The question for many BAs is how to achieve compliance using a risk-based approach. Compliance can be complex and involve both regulatory and contractual obligations for BAs. The Final Rule went into full effect in 2014, while state data protection laws are evolving and becoming more stringent.  Did you know that 41 of 47 states with breach laws require a risk of harm analysis to determine whether consumers will be harmed by a data security incident? And that 25 states and Puerto Rico require that a state attorney general or state agency be notified; while in eight states breach notification laws are triggered by unauthorized disclosure of either electronic or paper records? And then there’s case law around data breaches, which is also evolving rapidly. At this time, 14 states (plus the District of Columbia, Puerto Rico, and the Virgin Islands) allow a private cause of action (read “lawsuit”) for harm allegedly caused by a breach of personal information. When those situations arise, being able to prove compliance can be your best defense.
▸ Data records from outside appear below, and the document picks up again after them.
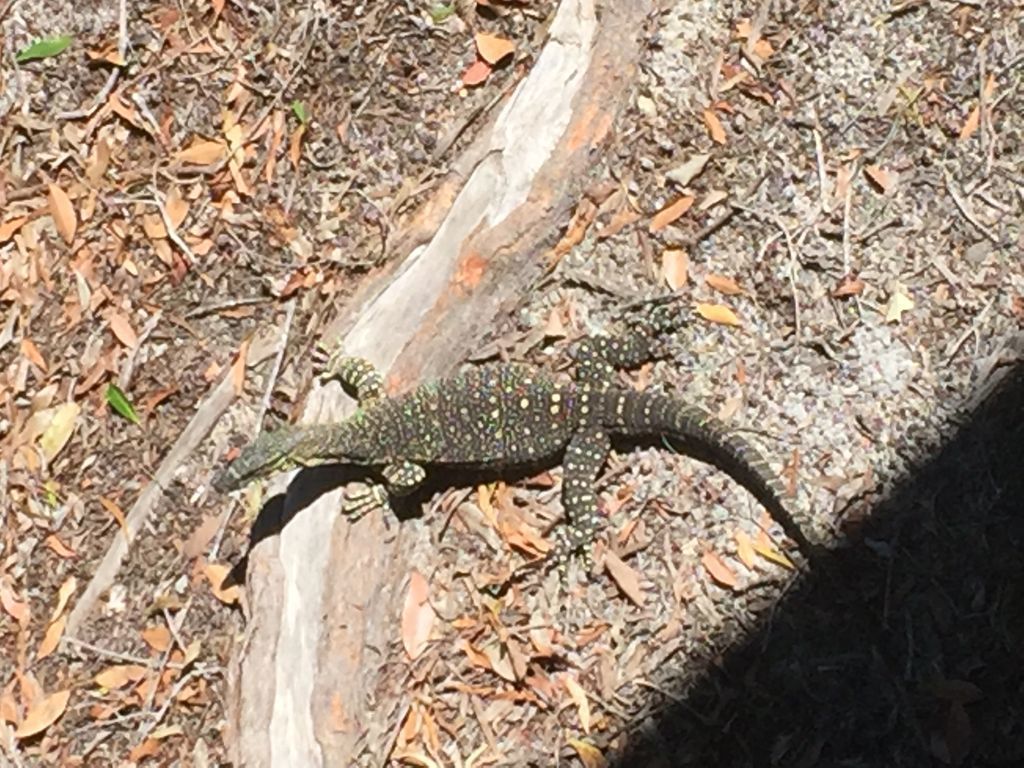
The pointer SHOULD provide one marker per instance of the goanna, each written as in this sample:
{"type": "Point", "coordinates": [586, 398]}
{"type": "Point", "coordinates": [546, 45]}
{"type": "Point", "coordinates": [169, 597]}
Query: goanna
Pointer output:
{"type": "Point", "coordinates": [505, 415]}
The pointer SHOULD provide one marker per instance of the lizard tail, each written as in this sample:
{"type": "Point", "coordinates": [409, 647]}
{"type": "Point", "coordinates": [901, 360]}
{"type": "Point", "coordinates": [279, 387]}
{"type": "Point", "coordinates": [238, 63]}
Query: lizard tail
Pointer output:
{"type": "Point", "coordinates": [706, 437]}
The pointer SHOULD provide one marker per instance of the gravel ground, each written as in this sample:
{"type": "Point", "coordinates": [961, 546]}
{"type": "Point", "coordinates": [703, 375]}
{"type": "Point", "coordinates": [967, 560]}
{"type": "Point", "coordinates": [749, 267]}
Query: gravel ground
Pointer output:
{"type": "Point", "coordinates": [867, 239]}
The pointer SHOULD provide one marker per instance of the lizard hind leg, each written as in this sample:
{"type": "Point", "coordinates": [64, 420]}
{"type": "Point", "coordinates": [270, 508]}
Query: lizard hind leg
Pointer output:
{"type": "Point", "coordinates": [356, 374]}
{"type": "Point", "coordinates": [400, 478]}
{"type": "Point", "coordinates": [586, 455]}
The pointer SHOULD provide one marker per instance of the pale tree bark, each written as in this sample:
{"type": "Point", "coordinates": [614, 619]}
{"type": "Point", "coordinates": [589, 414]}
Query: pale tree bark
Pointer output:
{"type": "Point", "coordinates": [325, 595]}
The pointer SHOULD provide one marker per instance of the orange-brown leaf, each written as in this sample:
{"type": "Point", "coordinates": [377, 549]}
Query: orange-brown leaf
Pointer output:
{"type": "Point", "coordinates": [7, 228]}
{"type": "Point", "coordinates": [18, 609]}
{"type": "Point", "coordinates": [764, 547]}
{"type": "Point", "coordinates": [417, 615]}
{"type": "Point", "coordinates": [590, 756]}
{"type": "Point", "coordinates": [884, 180]}
{"type": "Point", "coordinates": [744, 549]}
{"type": "Point", "coordinates": [57, 546]}
{"type": "Point", "coordinates": [720, 283]}
{"type": "Point", "coordinates": [476, 73]}
{"type": "Point", "coordinates": [849, 287]}
{"type": "Point", "coordinates": [675, 267]}
{"type": "Point", "coordinates": [625, 577]}
{"type": "Point", "coordinates": [719, 569]}
{"type": "Point", "coordinates": [64, 595]}
{"type": "Point", "coordinates": [62, 212]}
{"type": "Point", "coordinates": [117, 513]}
{"type": "Point", "coordinates": [176, 207]}
{"type": "Point", "coordinates": [203, 153]}
{"type": "Point", "coordinates": [671, 212]}
{"type": "Point", "coordinates": [43, 714]}
{"type": "Point", "coordinates": [715, 128]}
{"type": "Point", "coordinates": [493, 48]}
{"type": "Point", "coordinates": [216, 573]}
{"type": "Point", "coordinates": [974, 118]}
{"type": "Point", "coordinates": [580, 699]}
{"type": "Point", "coordinates": [120, 675]}
{"type": "Point", "coordinates": [32, 353]}
{"type": "Point", "coordinates": [718, 313]}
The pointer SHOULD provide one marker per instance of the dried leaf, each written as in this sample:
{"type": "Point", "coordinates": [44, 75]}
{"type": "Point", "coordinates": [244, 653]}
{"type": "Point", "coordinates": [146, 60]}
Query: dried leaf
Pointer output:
{"type": "Point", "coordinates": [17, 609]}
{"type": "Point", "coordinates": [719, 569]}
{"type": "Point", "coordinates": [58, 547]}
{"type": "Point", "coordinates": [51, 639]}
{"type": "Point", "coordinates": [118, 514]}
{"type": "Point", "coordinates": [715, 129]}
{"type": "Point", "coordinates": [720, 283]}
{"type": "Point", "coordinates": [62, 212]}
{"type": "Point", "coordinates": [718, 313]}
{"type": "Point", "coordinates": [216, 573]}
{"type": "Point", "coordinates": [9, 227]}
{"type": "Point", "coordinates": [239, 369]}
{"type": "Point", "coordinates": [764, 547]}
{"type": "Point", "coordinates": [120, 675]}
{"type": "Point", "coordinates": [744, 549]}
{"type": "Point", "coordinates": [43, 713]}
{"type": "Point", "coordinates": [671, 212]}
{"type": "Point", "coordinates": [974, 118]}
{"type": "Point", "coordinates": [176, 207]}
{"type": "Point", "coordinates": [147, 749]}
{"type": "Point", "coordinates": [121, 327]}
{"type": "Point", "coordinates": [713, 199]}
{"type": "Point", "coordinates": [849, 286]}
{"type": "Point", "coordinates": [477, 72]}
{"type": "Point", "coordinates": [32, 353]}
{"type": "Point", "coordinates": [590, 756]}
{"type": "Point", "coordinates": [884, 180]}
{"type": "Point", "coordinates": [157, 637]}
{"type": "Point", "coordinates": [689, 170]}
{"type": "Point", "coordinates": [493, 48]}
{"type": "Point", "coordinates": [417, 615]}
{"type": "Point", "coordinates": [64, 595]}
{"type": "Point", "coordinates": [203, 153]}
{"type": "Point", "coordinates": [899, 302]}
{"type": "Point", "coordinates": [58, 430]}
{"type": "Point", "coordinates": [843, 178]}
{"type": "Point", "coordinates": [675, 267]}
{"type": "Point", "coordinates": [625, 577]}
{"type": "Point", "coordinates": [580, 699]}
As a BA you are expected to comply with this complex web of regulatory requirements and client specific contractual requirements, you need a risk-based approach to compliance.  The reality is that 100 percent compliance is unrealistic for most healthcare entities.  You need board and C-level buy-in to have a realistic chance at success given the current state of data security and privacy in healthcare. If you don’t have a mature risk-based privacy and security program,  you need to develop a framework for prioritizing your risks and associated impact level. You need to track and analyze the implications from the evolving data protection regulations. You’re supposed to designate privacy and security officials, have training in place for your workforce, security monitoring and audits, incident response plans in place, and more. You need to do this, not only for compliance but also to protect your business relationships with your healthcare clients. How do you manage?

The short answer is to find out what’s critical and what’s possible. Look first at your business associate agreements (BAAs). What do the CEs you work with expect of you? If they are audited by the government or face a possible data breach, you need to be able to show that you’re meeting the terms of your agreement. If you aren’t and you can’t resolve the security issues, the Final Rule requires them to terminate their business agreement with you. Next, conduct a risk analysis and see where you are most vulnerable to loss or exposure of protected health information (PHI).  Assume that you will experience a breach so make sure you have an incident response plan and a compliant multi-factor incident risk assessment process. There are tools available to help you with the risk analysis and incident risk assessment processes. You should spend your privacy and security budget addressing most critical gaps first, and then expand your programs as budget allows. Third, identify experts who can support you in case you are facing an inquiry, a security incident, or a breach situation. These services can save you lost revenue or other penalties. As a rule, if you do your research, compliance is possible, and it is less expensive than the consequences of being non-compliant or unprepared when security incidents happen.